A Secretaria de Recursos Hídricos do Ceará, a SRH, autorizou a Casa dos Ventos, empresa parceira do TikTok na construção de um data center em Caucaia, no Ceará, a usar um volume de água 7,3 vezes maior do que o consumo declarado inicialmente no projeto, e concedeu a outorga com base em uma declaração de suficiência hídrica apresentada pela própria empresa.
Nos documentos submetidos para obter a licença prévia, a primeira de três fases do licenciamento ambiental, a Casa dos Ventos havia declarado que o consumo total diário do data center ficaria em 19,7 mil litros.
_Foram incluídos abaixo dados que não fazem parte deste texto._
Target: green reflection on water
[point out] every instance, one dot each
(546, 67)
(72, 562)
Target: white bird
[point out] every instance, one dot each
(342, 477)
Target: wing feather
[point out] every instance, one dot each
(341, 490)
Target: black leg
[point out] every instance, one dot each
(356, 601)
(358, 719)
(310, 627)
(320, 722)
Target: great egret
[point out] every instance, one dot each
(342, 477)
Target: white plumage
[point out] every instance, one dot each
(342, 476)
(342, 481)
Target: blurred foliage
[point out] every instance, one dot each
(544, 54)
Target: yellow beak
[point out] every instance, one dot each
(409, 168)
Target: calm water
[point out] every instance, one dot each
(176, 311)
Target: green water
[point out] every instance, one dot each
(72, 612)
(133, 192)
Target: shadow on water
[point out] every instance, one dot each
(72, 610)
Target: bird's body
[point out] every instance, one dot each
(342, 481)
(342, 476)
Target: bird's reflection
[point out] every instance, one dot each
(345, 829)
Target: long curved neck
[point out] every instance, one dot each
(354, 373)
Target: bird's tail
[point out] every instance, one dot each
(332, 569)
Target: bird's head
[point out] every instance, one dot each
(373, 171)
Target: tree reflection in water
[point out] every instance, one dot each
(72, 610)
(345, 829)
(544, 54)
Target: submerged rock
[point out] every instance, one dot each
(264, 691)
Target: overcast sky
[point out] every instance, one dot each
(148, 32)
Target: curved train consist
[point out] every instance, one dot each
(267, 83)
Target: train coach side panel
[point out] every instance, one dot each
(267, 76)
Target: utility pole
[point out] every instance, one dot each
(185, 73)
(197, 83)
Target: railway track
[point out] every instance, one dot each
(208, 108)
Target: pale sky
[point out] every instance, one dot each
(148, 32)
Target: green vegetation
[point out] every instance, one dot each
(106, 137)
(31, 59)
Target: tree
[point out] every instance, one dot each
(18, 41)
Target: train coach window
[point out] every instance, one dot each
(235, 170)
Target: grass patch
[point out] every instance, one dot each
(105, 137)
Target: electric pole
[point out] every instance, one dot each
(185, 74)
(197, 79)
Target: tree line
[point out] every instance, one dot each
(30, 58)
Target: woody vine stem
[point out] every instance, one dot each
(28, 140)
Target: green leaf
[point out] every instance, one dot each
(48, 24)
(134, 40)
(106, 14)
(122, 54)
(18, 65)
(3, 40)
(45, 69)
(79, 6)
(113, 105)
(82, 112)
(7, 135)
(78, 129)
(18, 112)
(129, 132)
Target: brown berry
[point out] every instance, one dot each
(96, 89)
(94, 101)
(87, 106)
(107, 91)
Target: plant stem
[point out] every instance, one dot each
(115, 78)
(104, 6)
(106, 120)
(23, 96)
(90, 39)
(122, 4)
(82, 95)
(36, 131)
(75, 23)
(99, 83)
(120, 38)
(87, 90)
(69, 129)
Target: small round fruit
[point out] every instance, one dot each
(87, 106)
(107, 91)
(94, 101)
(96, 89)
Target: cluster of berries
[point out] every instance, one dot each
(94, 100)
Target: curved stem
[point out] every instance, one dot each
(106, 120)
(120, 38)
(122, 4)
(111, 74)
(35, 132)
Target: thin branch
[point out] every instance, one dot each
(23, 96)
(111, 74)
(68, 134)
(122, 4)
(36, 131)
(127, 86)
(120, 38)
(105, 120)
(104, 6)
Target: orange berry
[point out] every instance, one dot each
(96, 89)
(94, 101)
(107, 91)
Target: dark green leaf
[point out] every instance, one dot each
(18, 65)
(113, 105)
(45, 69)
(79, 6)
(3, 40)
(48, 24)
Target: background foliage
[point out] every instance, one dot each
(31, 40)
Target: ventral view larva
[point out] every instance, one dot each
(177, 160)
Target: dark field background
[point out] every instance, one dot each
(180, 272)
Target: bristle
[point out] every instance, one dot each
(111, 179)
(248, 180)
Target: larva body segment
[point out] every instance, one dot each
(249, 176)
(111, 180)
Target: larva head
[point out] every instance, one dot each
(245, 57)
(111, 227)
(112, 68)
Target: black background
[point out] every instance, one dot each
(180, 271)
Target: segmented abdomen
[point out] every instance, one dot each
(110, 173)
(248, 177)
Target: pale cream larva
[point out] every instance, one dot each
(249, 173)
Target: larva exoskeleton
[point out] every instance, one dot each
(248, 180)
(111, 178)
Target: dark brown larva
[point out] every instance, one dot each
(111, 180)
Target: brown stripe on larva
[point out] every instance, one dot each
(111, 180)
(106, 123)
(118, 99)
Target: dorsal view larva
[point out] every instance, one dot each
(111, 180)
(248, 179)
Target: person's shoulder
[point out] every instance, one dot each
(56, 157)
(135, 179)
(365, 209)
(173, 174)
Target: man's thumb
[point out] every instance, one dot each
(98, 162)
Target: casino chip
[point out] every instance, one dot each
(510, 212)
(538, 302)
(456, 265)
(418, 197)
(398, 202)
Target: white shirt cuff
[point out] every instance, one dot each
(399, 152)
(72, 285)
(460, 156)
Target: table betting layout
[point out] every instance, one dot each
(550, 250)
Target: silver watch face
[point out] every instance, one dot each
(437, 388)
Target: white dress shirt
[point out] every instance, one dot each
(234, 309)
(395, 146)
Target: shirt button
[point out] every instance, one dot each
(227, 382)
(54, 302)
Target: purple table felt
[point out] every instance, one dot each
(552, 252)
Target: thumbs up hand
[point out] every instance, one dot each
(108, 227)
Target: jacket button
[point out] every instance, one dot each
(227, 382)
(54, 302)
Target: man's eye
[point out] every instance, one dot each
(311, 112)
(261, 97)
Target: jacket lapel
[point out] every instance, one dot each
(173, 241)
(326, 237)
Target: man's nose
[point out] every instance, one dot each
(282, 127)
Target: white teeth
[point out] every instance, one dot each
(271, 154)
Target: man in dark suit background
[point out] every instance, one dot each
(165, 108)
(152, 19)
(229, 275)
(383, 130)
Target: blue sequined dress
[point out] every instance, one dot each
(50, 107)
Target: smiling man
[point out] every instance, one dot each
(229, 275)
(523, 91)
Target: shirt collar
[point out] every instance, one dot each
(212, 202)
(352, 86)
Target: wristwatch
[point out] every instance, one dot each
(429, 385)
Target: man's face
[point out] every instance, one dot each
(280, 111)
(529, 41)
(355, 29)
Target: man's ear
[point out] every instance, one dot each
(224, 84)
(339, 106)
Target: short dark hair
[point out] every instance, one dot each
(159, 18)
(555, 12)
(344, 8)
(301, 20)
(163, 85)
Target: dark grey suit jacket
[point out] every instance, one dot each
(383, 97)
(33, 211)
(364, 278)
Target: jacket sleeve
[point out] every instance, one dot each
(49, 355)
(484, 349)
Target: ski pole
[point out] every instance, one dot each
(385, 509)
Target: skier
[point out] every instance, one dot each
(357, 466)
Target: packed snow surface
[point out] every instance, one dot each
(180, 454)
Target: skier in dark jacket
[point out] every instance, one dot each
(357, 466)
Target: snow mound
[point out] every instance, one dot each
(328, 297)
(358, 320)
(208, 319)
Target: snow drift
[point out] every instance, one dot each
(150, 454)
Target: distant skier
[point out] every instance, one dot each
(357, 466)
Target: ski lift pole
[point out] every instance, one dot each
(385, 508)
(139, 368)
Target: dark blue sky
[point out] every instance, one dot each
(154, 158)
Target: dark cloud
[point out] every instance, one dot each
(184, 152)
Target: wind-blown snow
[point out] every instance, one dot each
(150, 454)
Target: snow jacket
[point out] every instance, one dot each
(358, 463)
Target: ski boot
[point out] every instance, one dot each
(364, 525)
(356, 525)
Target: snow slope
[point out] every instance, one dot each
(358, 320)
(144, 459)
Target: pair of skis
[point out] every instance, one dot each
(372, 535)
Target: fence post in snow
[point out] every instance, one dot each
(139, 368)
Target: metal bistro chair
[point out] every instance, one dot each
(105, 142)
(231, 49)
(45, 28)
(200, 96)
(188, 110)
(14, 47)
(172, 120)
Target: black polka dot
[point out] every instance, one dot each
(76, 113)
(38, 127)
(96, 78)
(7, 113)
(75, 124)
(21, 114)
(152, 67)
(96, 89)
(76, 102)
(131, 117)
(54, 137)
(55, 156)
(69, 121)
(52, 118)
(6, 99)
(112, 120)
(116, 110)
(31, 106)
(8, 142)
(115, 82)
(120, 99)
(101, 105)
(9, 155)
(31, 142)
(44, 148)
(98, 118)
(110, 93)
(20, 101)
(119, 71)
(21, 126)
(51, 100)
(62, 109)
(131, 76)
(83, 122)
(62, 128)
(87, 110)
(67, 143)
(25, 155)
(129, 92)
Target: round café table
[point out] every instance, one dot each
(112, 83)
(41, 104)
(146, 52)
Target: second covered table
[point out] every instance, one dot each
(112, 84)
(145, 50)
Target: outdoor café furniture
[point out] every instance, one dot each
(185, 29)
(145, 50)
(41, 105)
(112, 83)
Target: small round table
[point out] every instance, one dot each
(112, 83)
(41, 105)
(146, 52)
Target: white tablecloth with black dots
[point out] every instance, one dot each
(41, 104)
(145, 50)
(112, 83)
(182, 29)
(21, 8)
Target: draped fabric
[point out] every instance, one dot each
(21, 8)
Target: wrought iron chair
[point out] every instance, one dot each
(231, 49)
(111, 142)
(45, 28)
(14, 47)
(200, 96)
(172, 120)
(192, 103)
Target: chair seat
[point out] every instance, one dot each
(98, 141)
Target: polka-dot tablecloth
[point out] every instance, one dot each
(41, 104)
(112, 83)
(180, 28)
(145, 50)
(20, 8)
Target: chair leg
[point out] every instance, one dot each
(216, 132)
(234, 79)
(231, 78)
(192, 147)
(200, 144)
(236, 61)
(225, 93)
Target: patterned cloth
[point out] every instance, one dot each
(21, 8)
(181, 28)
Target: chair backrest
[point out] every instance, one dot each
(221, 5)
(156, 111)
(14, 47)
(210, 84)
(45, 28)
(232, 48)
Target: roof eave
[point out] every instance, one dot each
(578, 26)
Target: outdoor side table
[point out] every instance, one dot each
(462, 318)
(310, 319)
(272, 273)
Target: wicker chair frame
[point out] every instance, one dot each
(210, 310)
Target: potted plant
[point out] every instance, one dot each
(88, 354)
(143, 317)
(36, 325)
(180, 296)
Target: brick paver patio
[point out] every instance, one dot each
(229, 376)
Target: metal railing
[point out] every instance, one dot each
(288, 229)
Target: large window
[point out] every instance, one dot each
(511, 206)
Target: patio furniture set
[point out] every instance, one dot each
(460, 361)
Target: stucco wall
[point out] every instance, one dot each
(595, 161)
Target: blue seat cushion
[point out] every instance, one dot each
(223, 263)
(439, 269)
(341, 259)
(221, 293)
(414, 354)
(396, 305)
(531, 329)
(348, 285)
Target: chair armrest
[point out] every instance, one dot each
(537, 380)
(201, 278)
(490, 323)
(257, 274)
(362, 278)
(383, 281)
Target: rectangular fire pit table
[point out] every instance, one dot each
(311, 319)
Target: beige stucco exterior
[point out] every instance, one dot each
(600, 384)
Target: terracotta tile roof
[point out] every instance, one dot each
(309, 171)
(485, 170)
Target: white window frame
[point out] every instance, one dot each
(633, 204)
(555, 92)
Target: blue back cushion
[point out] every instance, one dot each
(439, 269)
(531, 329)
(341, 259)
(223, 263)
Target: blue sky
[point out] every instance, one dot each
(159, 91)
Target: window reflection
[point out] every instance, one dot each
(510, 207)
Mas na licença de instalação, emitida pela Superintendência do Meio Ambiente do Ceará, a Semace, no dia 14 de novembro, o volume autorizado pela SRH foi de 144 mil litros de água por dia.
A autorização que libera o data center – infraestrutura conhecida por seu uso intensivo de água e energia – a consumir um volume mais elevado de água levanta preocupações sobre o impacto socioambiental do empreendimento, especialmente considerando o contexto de Caucaia, que declarou emergência por seca ou estiagem em 16 dos últimos 21 anos.
Foram anexadas à licença de instalação, a segunda das três fases do licenciamento e a que autoriza o início das obras, duas outorgas distintas. Cada uma das autorizações liberou a empresa a usar 26,28 milhões de litros de água por ano – ou 72 mil litros de água por dia. A soma das duas outorgas, portanto, significa que foi permitido o uso de 144 mil litros de água por dia.
O órgão de gestão hídrica também estabeleceu que a empresa deve apresentar, em até 120 dias após a emissão da licença prévia, um parecer técnico que ateste a disponibilidade hídrica.

O Intercept Brasil questionou a SRH sobre a declaração de disponibilidade hídrica que deveria ter sido apresentada no pedido de autorização. A pasta disse que, no ato de solicitação, o “requerente declara que o manancial apontado como fonte de suprimento é capaz de satisfazer a demanda solicitada”. Como o projeto foi considerado “de baixo impacto”, o empreendedor é quem assume a responsabilidade.
Mas para Rárisson Sampaio, assessor político no Instituto de Estudos Socioeconômicos, o Inesc, e membro da Comissão de Direito Ambiental da OAB do Ceará, esse arranjo configura um tipo de fiscalização passiva.
“Na prática, é possível dizer que não ocorre uma verificação real a cada projeto, com a outorga funcionando a partir da declaração de disponibilidade hídrica prestada através de um simples formulário pelo empreendedor, tal qual um termo de uso”, explicou.
‘Essa prática pode comprometer os múltiplos usos dos recursos hídricos’.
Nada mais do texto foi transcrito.